Portable Hardware Locality (hwloc) Documentation: v2.11.1

  |   Home   |   Support   |   FAQ   |  
Distributing items over a topology

Enumerations

enum  hwloc_distrib_flags_e { HWLOC_DISTRIB_FLAG_REVERSE }
 

Functions

static int hwloc_distrib (hwloc_topology_t topology, hwloc_obj_t *roots, unsigned n_roots, hwloc_cpuset_t *set, unsigned n, int until, unsigned long flags)
 

Detailed Description

Enumeration Type Documentation

◆ hwloc_distrib_flags_e

Flags to be given to hwloc_distrib().

Enumerator
HWLOC_DISTRIB_FLAG_REVERSE 

Distrib in reverse order, starting from the last objects.

Function Documentation

◆ hwloc_distrib()

static int hwloc_distrib ( hwloc_topology_t  topology,
hwloc_obj_t roots,
unsigned  n_roots,
hwloc_cpuset_t set,
unsigned  n,
int  until,
unsigned long  flags 
)
inlinestatic

Distribute n items over the topology under roots.

Array set will be filled with n cpusets recursively distributed linearly over the topology under objects roots, down to depth until (which can be INT_MAX to distribute down to the finest level).

n_roots is usually 1 and roots only contains the topology root object so as to distribute over the entire topology.

This is typically useful when an application wants to distribute n threads over a machine, giving each of them as much private cache as possible and keeping them locally in number order.

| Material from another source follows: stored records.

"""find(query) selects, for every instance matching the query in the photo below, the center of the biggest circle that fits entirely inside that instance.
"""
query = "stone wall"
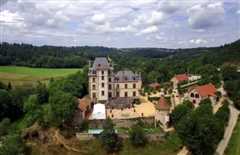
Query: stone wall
(126, 123)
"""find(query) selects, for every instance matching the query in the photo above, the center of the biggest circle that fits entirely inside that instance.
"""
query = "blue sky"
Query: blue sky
(121, 23)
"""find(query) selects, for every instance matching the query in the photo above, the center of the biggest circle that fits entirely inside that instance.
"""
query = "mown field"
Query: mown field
(234, 144)
(19, 76)
(169, 146)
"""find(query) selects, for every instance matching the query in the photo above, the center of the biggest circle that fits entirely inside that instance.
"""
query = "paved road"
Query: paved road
(229, 129)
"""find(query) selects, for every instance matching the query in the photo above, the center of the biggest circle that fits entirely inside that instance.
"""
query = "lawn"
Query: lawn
(28, 76)
(234, 144)
(169, 146)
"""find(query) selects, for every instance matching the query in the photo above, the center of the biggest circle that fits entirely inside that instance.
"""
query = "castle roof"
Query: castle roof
(126, 76)
(162, 104)
(206, 90)
(101, 63)
(181, 77)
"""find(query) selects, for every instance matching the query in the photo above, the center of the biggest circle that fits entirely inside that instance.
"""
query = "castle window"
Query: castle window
(118, 94)
(94, 95)
(134, 93)
(94, 87)
(197, 95)
(192, 95)
(134, 85)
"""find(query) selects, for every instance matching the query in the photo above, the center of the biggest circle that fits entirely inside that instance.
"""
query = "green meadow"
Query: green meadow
(19, 76)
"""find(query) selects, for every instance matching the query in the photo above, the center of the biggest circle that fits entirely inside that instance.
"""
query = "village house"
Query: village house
(105, 85)
(199, 93)
(162, 111)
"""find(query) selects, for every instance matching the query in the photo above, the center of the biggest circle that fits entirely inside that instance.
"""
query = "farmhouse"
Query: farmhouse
(199, 93)
(105, 85)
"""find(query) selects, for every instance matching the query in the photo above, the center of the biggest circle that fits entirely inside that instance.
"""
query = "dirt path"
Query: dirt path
(61, 140)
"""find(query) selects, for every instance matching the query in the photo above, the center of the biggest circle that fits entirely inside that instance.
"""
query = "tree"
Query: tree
(222, 117)
(137, 135)
(4, 126)
(199, 130)
(62, 107)
(109, 139)
(5, 104)
(31, 104)
(12, 145)
(179, 112)
(42, 93)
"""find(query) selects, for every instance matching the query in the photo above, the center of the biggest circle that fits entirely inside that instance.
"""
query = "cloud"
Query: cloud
(150, 29)
(169, 6)
(11, 19)
(198, 41)
(90, 22)
(203, 16)
(98, 18)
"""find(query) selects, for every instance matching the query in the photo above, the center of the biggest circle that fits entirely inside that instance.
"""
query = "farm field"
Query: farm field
(19, 76)
(234, 143)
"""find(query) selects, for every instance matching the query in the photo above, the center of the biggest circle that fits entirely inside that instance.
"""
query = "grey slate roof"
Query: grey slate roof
(101, 63)
(126, 75)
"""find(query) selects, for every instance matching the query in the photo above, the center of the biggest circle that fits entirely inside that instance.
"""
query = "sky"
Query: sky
(120, 23)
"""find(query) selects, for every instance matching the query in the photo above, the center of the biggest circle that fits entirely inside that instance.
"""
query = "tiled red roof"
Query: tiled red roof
(84, 103)
(181, 77)
(154, 85)
(162, 104)
(206, 90)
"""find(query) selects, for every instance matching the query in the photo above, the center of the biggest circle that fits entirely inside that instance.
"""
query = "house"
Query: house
(178, 79)
(199, 93)
(84, 105)
(154, 86)
(105, 85)
(162, 111)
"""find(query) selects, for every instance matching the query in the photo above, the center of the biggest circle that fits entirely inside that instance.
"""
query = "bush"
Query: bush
(137, 135)
(12, 145)
(4, 126)
(109, 139)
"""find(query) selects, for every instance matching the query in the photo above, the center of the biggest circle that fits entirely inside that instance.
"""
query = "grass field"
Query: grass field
(234, 144)
(28, 76)
(169, 146)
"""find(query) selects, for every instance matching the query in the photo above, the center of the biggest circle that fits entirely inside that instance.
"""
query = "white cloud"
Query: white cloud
(206, 15)
(155, 18)
(98, 18)
(198, 41)
(150, 29)
(11, 19)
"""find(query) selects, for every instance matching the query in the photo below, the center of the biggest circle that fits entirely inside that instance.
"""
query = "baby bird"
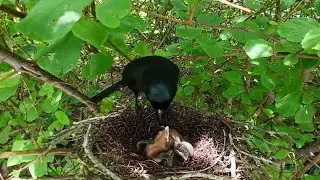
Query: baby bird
(160, 144)
(181, 147)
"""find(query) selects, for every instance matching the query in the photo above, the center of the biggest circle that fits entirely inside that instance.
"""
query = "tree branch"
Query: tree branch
(12, 11)
(93, 159)
(58, 151)
(193, 9)
(30, 68)
(118, 50)
(235, 6)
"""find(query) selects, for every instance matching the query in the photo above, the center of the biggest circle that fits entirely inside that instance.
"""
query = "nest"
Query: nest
(113, 142)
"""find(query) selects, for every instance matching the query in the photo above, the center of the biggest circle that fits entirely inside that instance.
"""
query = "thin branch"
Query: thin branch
(233, 165)
(55, 178)
(191, 23)
(196, 175)
(93, 9)
(118, 50)
(235, 5)
(32, 69)
(12, 11)
(193, 9)
(94, 159)
(57, 151)
(292, 11)
(278, 11)
(308, 167)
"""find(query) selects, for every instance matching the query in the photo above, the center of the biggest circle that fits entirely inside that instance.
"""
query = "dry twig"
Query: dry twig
(235, 6)
(196, 175)
(94, 160)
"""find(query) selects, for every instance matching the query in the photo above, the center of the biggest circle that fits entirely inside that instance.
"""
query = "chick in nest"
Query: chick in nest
(160, 144)
(183, 148)
(165, 146)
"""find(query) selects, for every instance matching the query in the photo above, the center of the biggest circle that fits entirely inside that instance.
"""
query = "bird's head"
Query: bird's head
(184, 149)
(161, 143)
(160, 96)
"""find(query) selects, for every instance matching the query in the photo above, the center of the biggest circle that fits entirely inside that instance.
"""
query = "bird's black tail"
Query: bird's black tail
(107, 92)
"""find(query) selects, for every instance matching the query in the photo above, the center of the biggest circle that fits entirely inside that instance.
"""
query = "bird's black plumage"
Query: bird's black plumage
(155, 76)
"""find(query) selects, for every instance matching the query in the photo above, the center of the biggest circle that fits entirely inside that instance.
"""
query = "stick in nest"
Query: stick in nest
(94, 160)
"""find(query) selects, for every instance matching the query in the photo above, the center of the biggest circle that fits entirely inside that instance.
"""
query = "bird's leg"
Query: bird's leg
(143, 143)
(138, 109)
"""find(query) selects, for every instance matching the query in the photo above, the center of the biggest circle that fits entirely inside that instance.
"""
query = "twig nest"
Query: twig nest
(114, 140)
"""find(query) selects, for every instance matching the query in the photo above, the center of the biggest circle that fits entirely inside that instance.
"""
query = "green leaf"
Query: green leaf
(188, 90)
(111, 12)
(253, 4)
(49, 105)
(20, 145)
(268, 81)
(99, 63)
(233, 91)
(38, 168)
(5, 118)
(62, 117)
(209, 19)
(56, 125)
(317, 6)
(46, 89)
(90, 31)
(268, 112)
(312, 40)
(233, 77)
(161, 52)
(8, 84)
(142, 49)
(295, 29)
(63, 58)
(305, 114)
(27, 107)
(306, 99)
(289, 104)
(179, 5)
(261, 145)
(244, 36)
(258, 48)
(210, 46)
(256, 93)
(188, 33)
(51, 20)
(281, 154)
(290, 60)
(287, 3)
(4, 135)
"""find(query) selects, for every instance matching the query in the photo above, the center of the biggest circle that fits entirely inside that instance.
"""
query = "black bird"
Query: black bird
(155, 76)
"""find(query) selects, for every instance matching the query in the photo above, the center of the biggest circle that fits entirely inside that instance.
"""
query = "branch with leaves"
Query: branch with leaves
(32, 69)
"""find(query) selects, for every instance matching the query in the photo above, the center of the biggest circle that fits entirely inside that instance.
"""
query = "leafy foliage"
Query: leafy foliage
(261, 69)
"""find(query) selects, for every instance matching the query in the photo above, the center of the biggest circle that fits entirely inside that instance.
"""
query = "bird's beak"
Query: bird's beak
(160, 114)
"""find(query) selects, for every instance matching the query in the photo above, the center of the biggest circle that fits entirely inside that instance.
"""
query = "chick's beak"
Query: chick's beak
(160, 115)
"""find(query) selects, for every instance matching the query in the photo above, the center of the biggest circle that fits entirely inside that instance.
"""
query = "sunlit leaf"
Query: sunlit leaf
(62, 117)
(90, 31)
(258, 48)
(99, 63)
(305, 114)
(51, 20)
(312, 40)
(289, 104)
(295, 29)
(8, 84)
(111, 12)
(290, 60)
(63, 58)
(189, 32)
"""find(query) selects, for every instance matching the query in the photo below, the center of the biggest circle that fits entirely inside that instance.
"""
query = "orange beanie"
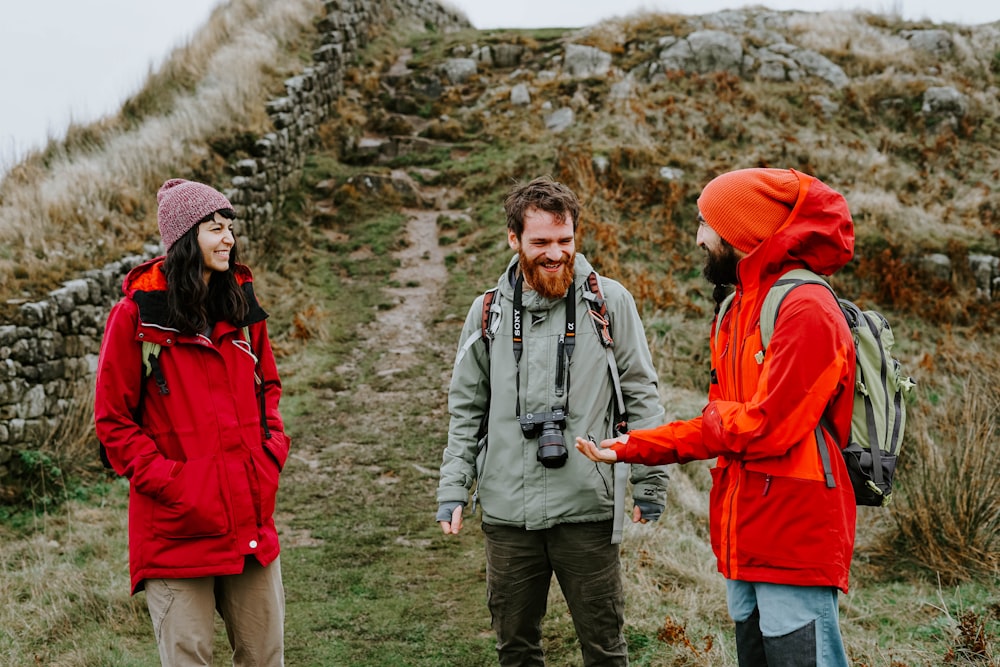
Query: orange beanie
(747, 206)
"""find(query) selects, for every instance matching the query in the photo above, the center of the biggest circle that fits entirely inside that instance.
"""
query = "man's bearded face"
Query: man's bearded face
(539, 276)
(720, 264)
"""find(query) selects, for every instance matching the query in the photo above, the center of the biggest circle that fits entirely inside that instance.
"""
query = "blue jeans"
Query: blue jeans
(786, 626)
(519, 568)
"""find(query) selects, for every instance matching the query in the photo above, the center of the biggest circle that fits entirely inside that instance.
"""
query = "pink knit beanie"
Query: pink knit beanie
(747, 206)
(181, 204)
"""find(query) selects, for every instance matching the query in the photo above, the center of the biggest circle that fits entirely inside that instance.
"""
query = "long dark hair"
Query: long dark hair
(193, 306)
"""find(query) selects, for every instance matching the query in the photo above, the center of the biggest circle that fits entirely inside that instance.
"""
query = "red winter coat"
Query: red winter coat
(772, 517)
(203, 476)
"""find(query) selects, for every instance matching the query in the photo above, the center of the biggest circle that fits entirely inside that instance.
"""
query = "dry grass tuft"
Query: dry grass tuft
(948, 513)
(100, 185)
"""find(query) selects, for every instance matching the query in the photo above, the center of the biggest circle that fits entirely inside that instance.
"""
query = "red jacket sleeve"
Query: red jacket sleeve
(116, 400)
(278, 442)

The caller may typically want to also call hwloc_bitmap_singlify() before binding a thread so that it does not move at all.

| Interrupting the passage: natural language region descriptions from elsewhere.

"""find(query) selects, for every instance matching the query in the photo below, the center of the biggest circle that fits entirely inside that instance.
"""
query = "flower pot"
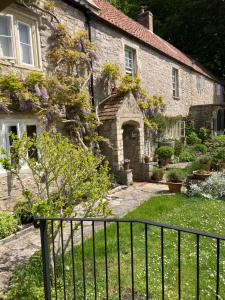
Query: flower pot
(157, 176)
(206, 167)
(201, 176)
(175, 187)
(126, 166)
(222, 166)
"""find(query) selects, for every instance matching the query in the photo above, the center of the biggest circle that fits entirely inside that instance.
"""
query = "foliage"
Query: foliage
(178, 148)
(165, 152)
(204, 134)
(205, 159)
(186, 156)
(200, 148)
(212, 188)
(196, 213)
(8, 224)
(23, 212)
(175, 175)
(62, 95)
(193, 138)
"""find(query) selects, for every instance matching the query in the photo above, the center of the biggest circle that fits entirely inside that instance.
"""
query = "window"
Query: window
(19, 40)
(8, 128)
(200, 83)
(130, 61)
(6, 44)
(25, 44)
(218, 89)
(175, 81)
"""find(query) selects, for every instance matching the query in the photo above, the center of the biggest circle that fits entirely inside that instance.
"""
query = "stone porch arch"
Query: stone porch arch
(119, 115)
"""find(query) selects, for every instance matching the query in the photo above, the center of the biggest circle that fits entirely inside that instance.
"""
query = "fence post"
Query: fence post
(45, 258)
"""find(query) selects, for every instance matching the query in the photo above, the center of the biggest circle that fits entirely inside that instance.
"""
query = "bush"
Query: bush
(8, 224)
(165, 152)
(212, 188)
(200, 148)
(175, 175)
(178, 148)
(23, 212)
(204, 134)
(186, 156)
(193, 139)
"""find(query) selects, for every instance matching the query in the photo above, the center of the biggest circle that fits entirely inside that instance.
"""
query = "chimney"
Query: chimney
(146, 19)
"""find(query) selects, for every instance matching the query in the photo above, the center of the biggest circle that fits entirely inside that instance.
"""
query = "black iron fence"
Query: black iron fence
(130, 259)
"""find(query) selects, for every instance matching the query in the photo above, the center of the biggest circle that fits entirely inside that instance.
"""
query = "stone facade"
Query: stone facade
(154, 68)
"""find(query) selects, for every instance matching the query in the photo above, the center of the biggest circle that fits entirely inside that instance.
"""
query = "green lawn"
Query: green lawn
(177, 210)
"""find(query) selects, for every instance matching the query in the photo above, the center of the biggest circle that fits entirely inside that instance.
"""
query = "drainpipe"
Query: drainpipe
(91, 86)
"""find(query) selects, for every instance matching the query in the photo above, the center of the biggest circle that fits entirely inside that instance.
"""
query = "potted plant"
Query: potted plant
(126, 164)
(201, 174)
(205, 162)
(157, 174)
(175, 180)
(165, 154)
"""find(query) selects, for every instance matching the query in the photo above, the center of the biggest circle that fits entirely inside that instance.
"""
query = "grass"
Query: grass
(177, 210)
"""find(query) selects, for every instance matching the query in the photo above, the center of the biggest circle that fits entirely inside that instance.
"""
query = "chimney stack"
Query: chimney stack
(146, 19)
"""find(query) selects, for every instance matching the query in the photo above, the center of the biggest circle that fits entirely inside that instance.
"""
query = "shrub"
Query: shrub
(23, 212)
(204, 134)
(186, 156)
(165, 152)
(175, 175)
(200, 148)
(193, 139)
(178, 148)
(8, 224)
(212, 188)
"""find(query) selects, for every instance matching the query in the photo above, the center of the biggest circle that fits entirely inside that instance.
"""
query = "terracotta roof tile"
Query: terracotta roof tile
(112, 15)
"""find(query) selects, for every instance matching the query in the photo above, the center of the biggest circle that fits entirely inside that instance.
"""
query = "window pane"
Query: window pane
(24, 32)
(26, 56)
(6, 47)
(5, 25)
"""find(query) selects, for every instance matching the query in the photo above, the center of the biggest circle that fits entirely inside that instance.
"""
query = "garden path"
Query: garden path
(19, 249)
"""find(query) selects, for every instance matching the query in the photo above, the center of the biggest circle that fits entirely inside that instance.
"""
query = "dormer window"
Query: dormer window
(130, 61)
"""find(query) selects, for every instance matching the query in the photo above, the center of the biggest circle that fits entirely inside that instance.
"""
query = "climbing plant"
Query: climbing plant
(62, 95)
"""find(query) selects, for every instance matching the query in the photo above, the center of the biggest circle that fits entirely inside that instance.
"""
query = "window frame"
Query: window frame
(13, 57)
(18, 21)
(130, 71)
(175, 83)
(32, 22)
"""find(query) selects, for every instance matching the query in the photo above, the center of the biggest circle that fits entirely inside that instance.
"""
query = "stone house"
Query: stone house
(186, 85)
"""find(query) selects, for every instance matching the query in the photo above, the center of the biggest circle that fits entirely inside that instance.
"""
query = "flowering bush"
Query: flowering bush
(212, 188)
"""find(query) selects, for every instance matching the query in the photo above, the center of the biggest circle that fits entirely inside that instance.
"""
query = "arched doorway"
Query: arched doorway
(131, 144)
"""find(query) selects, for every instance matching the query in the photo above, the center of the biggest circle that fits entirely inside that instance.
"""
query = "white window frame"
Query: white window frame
(21, 125)
(130, 70)
(32, 22)
(31, 43)
(175, 82)
(12, 37)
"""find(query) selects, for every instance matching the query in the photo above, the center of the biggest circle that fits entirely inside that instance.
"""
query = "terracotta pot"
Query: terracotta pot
(175, 187)
(206, 167)
(147, 159)
(222, 166)
(164, 162)
(126, 166)
(201, 176)
(157, 176)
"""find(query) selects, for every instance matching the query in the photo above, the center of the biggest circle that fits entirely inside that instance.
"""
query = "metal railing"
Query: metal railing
(129, 259)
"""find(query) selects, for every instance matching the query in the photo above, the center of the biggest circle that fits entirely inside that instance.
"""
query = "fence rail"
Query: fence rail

flags should be 0 or a OR'ed set of hwloc_distrib_flags_e.

Returns
0 on success, -1 on error.
Note
On hybrid CPUs (or asymmetric platforms), distribution may be suboptimal since the number of cores or PUs inside packages or below caches may vary (the top-down recursive partitioning ignores these numbers until reaching their levels). Hence it is recommended to distribute only inside a single homogeneous domain. For instance on a CPU with energy-efficient E-cores and high-performance P-cores, one should distribute separately N tasks on E-cores and M tasks on P-cores instead of trying to distribute directly M+N tasks on the entire CPUs.
This function requires the roots objects to have a CPU set.